Technology Without Ethics
A part of social development which is rarely brought into the discussion about democracy and freedom is technological development, but in two areas in particular, developments in technology will come to influence the future of democracy radically unless we carefully consider the ethical implications.
The first area concerns the development of new surveillance technologies which in the future will be able to deprive us of any privacy at all. It is precisely the right to privacy and the possibility of meeting up with anyone, anywhere, and talking about anything, without anyone else listening, that is one of the preconditions for democracy and personal freedom.
The second area relates to biotechnology. With stem cell research, nanotechnology, genetic engineering, cloning, foetal diagnostics, psychotropic drugs and completely new types of medicine, it cannot be excluded that, within the course of a generation or two, we will be able to design people very much how we want them to be. It can be our children or ourselves, but it can also be police officers and soldiers, who - with or without their knowledge or consent - are given performance-enhancing drugs which make them stronger or more brutal, give them greater stamina or make them easier to manipulate.
In a free society, it should of course be open for everyone to do whatever one considers best for oneself and one's children, but the developments have a number of dilemmas, not least when possibilities arise of changing other people.
These possibilities could have a fundamental effect on our concept of humanism, even in peaceful context. What will our attitude be to all those who are not perfect if the possibility of perfection exists? Will all lives be of equal worth and have the same demands on health insurance, pensions, insurance, etc., if they could have been sickness-free, more intelligent, less disabled or the like?
At the same time, research is taking place into the development of viruses and bacteria for biological warfare on an unprecedented scale.
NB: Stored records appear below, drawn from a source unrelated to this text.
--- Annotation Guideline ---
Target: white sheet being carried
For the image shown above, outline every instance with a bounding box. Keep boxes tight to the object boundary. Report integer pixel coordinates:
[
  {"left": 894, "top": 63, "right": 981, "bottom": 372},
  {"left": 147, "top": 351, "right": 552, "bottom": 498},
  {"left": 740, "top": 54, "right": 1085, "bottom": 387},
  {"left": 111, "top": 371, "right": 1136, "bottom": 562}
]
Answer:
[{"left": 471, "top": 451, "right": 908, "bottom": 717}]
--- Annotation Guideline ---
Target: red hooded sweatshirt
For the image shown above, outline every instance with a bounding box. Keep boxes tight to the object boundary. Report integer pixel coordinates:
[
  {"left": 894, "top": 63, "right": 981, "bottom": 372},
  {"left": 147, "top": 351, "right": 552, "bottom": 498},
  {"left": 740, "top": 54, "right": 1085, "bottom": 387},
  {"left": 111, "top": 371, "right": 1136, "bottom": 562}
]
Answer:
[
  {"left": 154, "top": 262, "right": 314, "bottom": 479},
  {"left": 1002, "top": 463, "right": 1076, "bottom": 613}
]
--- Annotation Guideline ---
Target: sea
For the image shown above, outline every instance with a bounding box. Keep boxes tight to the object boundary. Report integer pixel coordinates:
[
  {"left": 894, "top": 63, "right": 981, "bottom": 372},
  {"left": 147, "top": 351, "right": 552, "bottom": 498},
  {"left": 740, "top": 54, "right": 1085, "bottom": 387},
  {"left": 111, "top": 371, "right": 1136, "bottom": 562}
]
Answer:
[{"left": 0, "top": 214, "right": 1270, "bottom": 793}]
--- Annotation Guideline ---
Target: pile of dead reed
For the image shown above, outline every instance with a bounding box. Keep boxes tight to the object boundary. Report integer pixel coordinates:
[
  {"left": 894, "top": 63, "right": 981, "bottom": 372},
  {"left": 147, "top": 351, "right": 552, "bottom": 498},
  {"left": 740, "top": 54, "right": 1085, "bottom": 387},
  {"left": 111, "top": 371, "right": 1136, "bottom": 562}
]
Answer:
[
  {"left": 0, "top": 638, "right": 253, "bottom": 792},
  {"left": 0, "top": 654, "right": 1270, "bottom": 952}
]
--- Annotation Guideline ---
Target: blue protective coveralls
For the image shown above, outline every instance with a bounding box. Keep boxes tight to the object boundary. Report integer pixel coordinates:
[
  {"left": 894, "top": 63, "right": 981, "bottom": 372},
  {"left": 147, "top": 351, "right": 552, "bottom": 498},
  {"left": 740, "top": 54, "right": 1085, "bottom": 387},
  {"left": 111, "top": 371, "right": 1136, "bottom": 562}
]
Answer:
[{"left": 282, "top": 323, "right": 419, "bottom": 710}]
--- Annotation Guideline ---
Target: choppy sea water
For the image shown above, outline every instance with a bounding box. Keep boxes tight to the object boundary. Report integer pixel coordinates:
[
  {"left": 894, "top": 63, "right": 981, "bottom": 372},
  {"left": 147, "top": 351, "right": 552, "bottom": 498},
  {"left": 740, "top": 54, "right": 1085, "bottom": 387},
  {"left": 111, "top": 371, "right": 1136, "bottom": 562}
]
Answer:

Both in relation to medicine and weapons, the technological development encompasses possibilities that Hitler, Goebbels and Stalin didn't even dream about. Nevertheless, within the next generation, these technologies will be available to anyone with a sufficiently large bank account.
The last thing, the bank account, is important, even in a peaceful context; with the huge amounts of money that it costs to develop new medicines, patents on technologies will become concentrated in ever fewer hands. This means that all public health insurance will be economically undermined, and that health insurance that provides access to the most effective treatments will in reality be unaffordable.
"The perfect human" will thus be an attainable dream only for a very small, mega-rich minority. This minority will also have the perfect weapons and the perfect surveillance at its disposal. What rights would this minority give to the rest of the world's population?
In other words, the new technologies encompass unimaginable opportunities and risks, and democracy and humanism are the only things protecting us against there being a new Hitler, Goebbels or Stalin who uses them for his own purposes. But if dictators who succeed in getting hold of these future technologies do arrive on the scene, then we will experience dictatorships with power options we could not imagine even in our wildest imagination.
Finally, there is a problem with technological progress which we are already struggling with today: the new technologies are so advanced and complex that it is in fact only the experts who understand how they work. This makes us and our democratic decisions dependent on experts to an extent that is far more profound than ever before, and it will just get worse in the future, especially because nobody, not even the experts, can foresee the consequences of the use of the new technologies.